Naturally, we take an avid interest in the initiative of the United Kingdom, France, Germany and Italy to make up to nine “battle groups” available for deployment at short notice in support of operations mandated by the United Nations.  We see this capacity, scheduled to become operational by 2007, as a significant contribution to UN-EU cooperation in crisis management activities.  It can also help keep troubled areas peaceful while humanitarian and development programmes -- to which the European Union is the world's largest contributor -- can take hold.

As a regional organization, the EU has demonstrated its unique capacity to contribute meaningfully to UN and other multilateral operations.  It is clear that if rising demands for peacekeeping are to be met, EU member States -- and, indeed, all UN Member States -- will need to raise their commitment substantially.

We look to you not only for military resources, but also for civilian police and civilian experts; and for timely investment in the disarmament, demobilization and reintegration of ex-combatants, as well as in the strengthening of institutions.

Equally, we look to you for support in meeting pressing humanitarian needs around the world –- in particular, those which are currently compounded by being overlooked, under-reported and under-funded.

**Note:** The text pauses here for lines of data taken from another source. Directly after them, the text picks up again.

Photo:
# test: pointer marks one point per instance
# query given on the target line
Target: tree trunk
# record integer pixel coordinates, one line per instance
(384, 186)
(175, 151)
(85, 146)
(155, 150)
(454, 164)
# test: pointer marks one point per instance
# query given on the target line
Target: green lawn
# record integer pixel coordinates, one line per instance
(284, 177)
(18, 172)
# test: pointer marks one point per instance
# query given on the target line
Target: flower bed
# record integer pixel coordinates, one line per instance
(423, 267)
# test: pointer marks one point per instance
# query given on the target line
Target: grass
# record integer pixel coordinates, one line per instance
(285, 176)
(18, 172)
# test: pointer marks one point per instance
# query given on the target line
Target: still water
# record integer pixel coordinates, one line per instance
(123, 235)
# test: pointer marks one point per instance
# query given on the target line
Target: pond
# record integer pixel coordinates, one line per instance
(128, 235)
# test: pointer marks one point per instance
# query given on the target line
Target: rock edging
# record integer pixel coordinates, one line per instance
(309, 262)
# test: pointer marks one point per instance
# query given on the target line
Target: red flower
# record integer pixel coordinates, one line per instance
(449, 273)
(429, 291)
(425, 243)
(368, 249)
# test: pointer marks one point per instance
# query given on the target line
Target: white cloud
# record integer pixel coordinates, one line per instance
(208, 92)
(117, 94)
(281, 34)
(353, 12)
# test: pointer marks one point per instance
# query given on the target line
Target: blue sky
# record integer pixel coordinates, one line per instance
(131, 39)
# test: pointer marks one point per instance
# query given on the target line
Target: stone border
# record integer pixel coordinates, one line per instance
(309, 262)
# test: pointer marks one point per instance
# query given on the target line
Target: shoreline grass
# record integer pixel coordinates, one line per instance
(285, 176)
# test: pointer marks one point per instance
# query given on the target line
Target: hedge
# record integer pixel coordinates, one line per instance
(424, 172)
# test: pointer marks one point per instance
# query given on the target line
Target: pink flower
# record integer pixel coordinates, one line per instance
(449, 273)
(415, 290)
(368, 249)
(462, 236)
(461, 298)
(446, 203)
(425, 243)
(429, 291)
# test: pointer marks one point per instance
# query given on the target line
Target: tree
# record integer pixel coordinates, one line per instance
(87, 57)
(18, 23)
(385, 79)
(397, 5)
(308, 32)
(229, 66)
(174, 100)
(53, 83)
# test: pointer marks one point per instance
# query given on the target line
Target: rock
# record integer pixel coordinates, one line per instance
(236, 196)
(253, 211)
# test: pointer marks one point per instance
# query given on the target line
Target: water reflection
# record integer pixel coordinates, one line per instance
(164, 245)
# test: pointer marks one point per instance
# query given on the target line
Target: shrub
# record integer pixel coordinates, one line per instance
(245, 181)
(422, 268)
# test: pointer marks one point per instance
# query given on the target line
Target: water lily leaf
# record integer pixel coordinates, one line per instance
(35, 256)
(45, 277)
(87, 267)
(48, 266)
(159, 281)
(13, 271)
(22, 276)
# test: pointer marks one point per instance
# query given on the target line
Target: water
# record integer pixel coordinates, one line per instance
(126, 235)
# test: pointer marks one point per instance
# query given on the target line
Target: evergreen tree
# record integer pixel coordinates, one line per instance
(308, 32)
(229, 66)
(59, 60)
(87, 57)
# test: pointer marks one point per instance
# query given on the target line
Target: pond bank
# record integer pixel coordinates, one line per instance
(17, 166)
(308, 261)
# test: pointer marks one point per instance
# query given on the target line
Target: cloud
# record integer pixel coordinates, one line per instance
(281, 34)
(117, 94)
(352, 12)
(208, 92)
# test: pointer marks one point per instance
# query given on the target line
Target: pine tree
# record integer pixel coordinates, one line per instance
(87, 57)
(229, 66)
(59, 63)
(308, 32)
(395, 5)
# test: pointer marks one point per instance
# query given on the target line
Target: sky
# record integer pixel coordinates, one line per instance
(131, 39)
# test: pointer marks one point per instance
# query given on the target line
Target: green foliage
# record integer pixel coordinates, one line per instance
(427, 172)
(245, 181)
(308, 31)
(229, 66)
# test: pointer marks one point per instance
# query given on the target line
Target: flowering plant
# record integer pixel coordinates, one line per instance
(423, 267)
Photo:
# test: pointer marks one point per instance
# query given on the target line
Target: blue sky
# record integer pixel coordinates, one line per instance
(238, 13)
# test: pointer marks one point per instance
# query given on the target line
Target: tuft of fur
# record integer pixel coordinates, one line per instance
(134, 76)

In the Darfur region of the Sudan, fighting between rebel groups, armed militia, and government forces is bringing with it killings, rapes and forced displacement on a scale that makes the humanitarian crisis there among the worst in the world.  Systematic violence against civilians is leaving hundreds of thousands of displaced persons cut off from aid, and placing those who can receive it at greater risk of attack.

In northern Uganda, as the war between the Lord’s Resistance Army and the Government of Uganda has intensified over the past year, the number of people driven from their homes has risen from 800,000 to 1.5 million.

In the Central African Republic, where an estimated 95 per cent of the population live on less than a dollar a day, a combination of political tension, economic stagnation, insecurity, disruption of health care, and high levels of malnutrition among children could lead to a grave humanitarian crisis in the coming months.

I am sure I speak for all of us in saying that the past year has been a difficult one, marked perhaps more than anything by the war in Iraq and the events related to it.  Those events raised a number of wider questions about the nature of the challenges we face, and about the ability of the multilateral system to deal with them.  They have underlined the pressing need to make the United Nations a more effective instrument in meeting threats to global security in the twenty-first century.

This means re-evaluating our existing capacities, as well as building new capacities to meet the threats and challenges ahead.  And that is why, in November, the Secretary-General appointed a High-Level Panel to examine the threats we face, evaluate our existing policies, processes and institutions, and make bold recommendations for change.

The Charter of the United Nations is very clear. States have the right to defend themselves -- and each other -- if attacked.  But the first purpose of the United Nations itself, laid down in Article 1, is “to take effective collective measures for the prevention and removal of threats to the peace”.

We must show that the United Nations is capable of fulfilling that purpose, not just for the most privileged members of the Organization, who are currently -- and understandably -- preoccupied with terrorism and weapons of mass destruction. The United Nations must also protect millions of our fellow men and women from the more familiar threats of poverty, hunger, deadly disease and civil war.  We must understand that a threat to some is a threat to all.

On all the challenges confronting the international community, the voice of the European Parliament is a powerful weapon in mobilizing political will.  With the enlargement of the European Union in May, when your Parliament will represent 450 million Europeans, that voice will grow even more powerful.

I very much hope the United Nations will be able to count on your support in the work ahead.  And now I look forward to answering your questions.